Les premiers paragraphes du roman

Ce matin-là, des nappes de brume avaient envahi la rue Saint-Jean. Le col de mon blouson relevé, la tête rentrée dans les épaules, je marchais sur le trottoir de droite, m'apprêtant à sortir du Vieux-Québec. Soudain, comme je passais devant la vitrine d'une librairie, un éclat de lumière capta mon attention.

Je m'arrêtai net.
Un livre appuyé, debout, contre le fond de la vitrine. Sa couverture bleu ardoise montrait un paysage marin éclairé par un phare. C'est du moins ce que j'aperçus au premier coup d'œil, mais en regardant mieux, je vis que le phare était en réalité une pile de volumes sur laquelle reposait un fanal allumé. Le livre bleu s'intitulait
Une histoire de la lecture.

D'avoir aperçu un phare, ne fût-ce qu'un instant, moi qui étais à moitié perdu dans la brume, cela me parut un signe du destin. Alors j'entrai.

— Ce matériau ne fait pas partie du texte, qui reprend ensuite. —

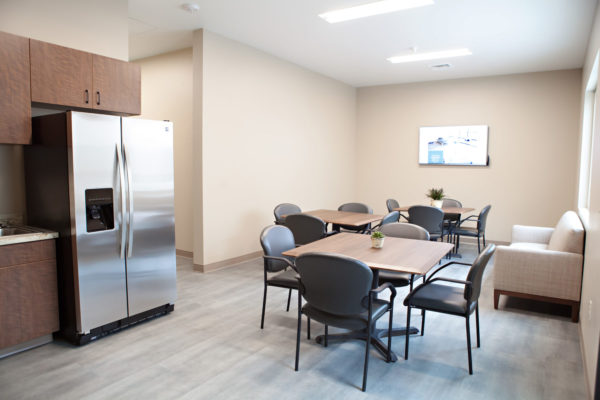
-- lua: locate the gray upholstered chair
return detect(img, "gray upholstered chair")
[273,203,302,225]
[285,214,327,246]
[333,203,373,233]
[295,253,396,391]
[452,205,492,252]
[404,244,496,375]
[379,222,429,290]
[260,225,298,329]
[408,206,445,240]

Je n'avais pas mis les pieds dans cette librairie depuis un moment. Tout avait changé. On montait trois marches, comme avant, mais ensuite la première chose que je vis, au milieu de la pièce, ce fut un poêle à bois entouré de chaises et de fauteuils; il était bas sur pattes avec un ventre arrondi.

J'entendais un murmure, comme si plusieurs personnes conversaient à voix basse, et pourtant la librairie était déserte. Près de l'entrée, à ma droite, se trouvait un comptoir surmonté d'une caisse enregistreuse démodée. Plus loin, il y avait un bureau à tiroirs et une chaise au dossier inclinable. Tout au fond de la pièce, je vis une porte entrouverte : c'était de là peut-être que venait le murmure.

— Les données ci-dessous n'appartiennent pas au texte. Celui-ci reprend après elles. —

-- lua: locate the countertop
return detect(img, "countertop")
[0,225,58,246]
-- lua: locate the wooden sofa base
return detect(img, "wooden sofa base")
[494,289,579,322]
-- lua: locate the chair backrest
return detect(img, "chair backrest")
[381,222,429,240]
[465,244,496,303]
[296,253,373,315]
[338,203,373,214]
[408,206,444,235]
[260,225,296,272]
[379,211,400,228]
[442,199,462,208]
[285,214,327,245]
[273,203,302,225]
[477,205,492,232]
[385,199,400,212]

Simulant une quinte de toux pour annoncer ma présence, j'avançais pour regarder les livres. J'étais en territoire inconnu : il n'y avait pas de best-sellers à l'entrée, ni à côté de la caisse, ni sur les tables basses disposées autour du poêle. Les livres qui étaient mis en vue, par contre, je ne les connaissais pas. Et lorsque je m'approchai des rayonnages qui couvraient les murs, il me fut impossible de comprendre dans quel ordre les volumes étaient rangés.

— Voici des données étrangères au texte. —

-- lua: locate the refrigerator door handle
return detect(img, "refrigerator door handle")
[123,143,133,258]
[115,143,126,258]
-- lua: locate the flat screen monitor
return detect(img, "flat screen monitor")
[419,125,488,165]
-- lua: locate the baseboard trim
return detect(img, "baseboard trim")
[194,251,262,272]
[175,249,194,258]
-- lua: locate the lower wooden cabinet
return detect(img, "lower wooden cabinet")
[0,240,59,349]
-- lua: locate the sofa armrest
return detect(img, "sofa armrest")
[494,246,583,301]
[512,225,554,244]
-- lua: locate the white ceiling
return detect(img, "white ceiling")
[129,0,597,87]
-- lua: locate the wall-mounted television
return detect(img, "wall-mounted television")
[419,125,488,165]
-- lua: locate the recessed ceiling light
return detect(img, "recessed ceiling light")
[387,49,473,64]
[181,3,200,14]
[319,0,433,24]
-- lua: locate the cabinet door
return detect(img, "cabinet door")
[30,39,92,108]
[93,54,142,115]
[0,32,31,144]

Une tête grise et barbue, aux yeux tristes, apparut dans l'entrebâillement de la porte du fond. Un bref moment, je crus voir mon père, l'année où il n'allait pas bien et où nous avions loué un chalet qui était parti à la dérive.
- Salut! fit le vieil homme.
- Salut! répondis-je.
- Tu cherches un livre en particulier?
- Oui, le livre bleu qui est dans la vitrine.